As more devices connect to the internet and demand faster speeds—especially for things like video calls, cloud gaming, and smart homes—the pressure is on to make wireless networks faster and more efficient.
But with limited bandwidth available, how can we keep up?
Engineers are turning to artificial intelligence (AI) to help manage wireless traffic and reduce delays.
The problem is, most AI systems are too slow and use too much power for real-time wireless communication. Now, researchers at MIT have built a new type of AI processor that solves that problem—by using light.
This new chip, developed by MIT and featured in Science Advances, processes wireless signals at the speed of light.
It can recognize and classify signals in nanoseconds—about 100 times faster than current digital systems. It also uses much less energy, making it ideal for small devices that need to act fast without draining a battery.
The chip is built using photonics, which means it uses light instead of electricity to process data. This allows it to operate much faster than traditional AI chips. It’s also compact, cheap to make, and flexible enough to be used for different tasks, not just wireless signal processing.

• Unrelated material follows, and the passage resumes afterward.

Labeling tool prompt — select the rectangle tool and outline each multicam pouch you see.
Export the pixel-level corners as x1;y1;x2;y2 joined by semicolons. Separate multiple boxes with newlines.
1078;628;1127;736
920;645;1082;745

This technology could be especially useful for future 6G networks. In 6G, smart devices like “cognitive radios” will need to adapt their signal formats on the fly to keep connections stable and fast. The new chip, called MAFT-ONN (Multiplicative Analog Frequency Transform Optical Neural Network), could help these devices think and react in real-time.
Besides 6G, the chip could also help self-driving cars respond to their environment instantly or allow medical devices like smart pacemakers to monitor a patient’s health without delay.
Most AI chips today process wireless signals by first converting them into images and then running those through deep-learning models. This works, but it’s slow and takes a lot of computing power. Optical systems like MAFT-ONN skip that step. They work entirely in the “frequency domain,” which is where signal data exists before being turned into digital form. This saves time and energy.
Unlike other optical chips, MAFT-ONN only needs one device per layer in a neural network. It also performs both the simple and complex operations required for deep learning using light alone. The researchers used a method called photoelectric multiplication to boost the chip’s efficiency and scale.
In testing, the chip could classify signals with 85% accuracy in just one try, and more than 99% accuracy with a few extra measurements. And it only takes 120 nanoseconds to complete a task—far faster than current digital systems, which work in microseconds.
Lead researcher Ronald Davis III and his team had to build custom machine-learning tools to match the hardware and make use of the chip’s unique physics. Next, they plan to expand the chip’s capabilities, possibly even adapting it for complex AI models like transformers or large language models.
This breakthrough could help reshape not just wireless networks but a wide range of technologies that rely on fast, reliable, and efficient AI.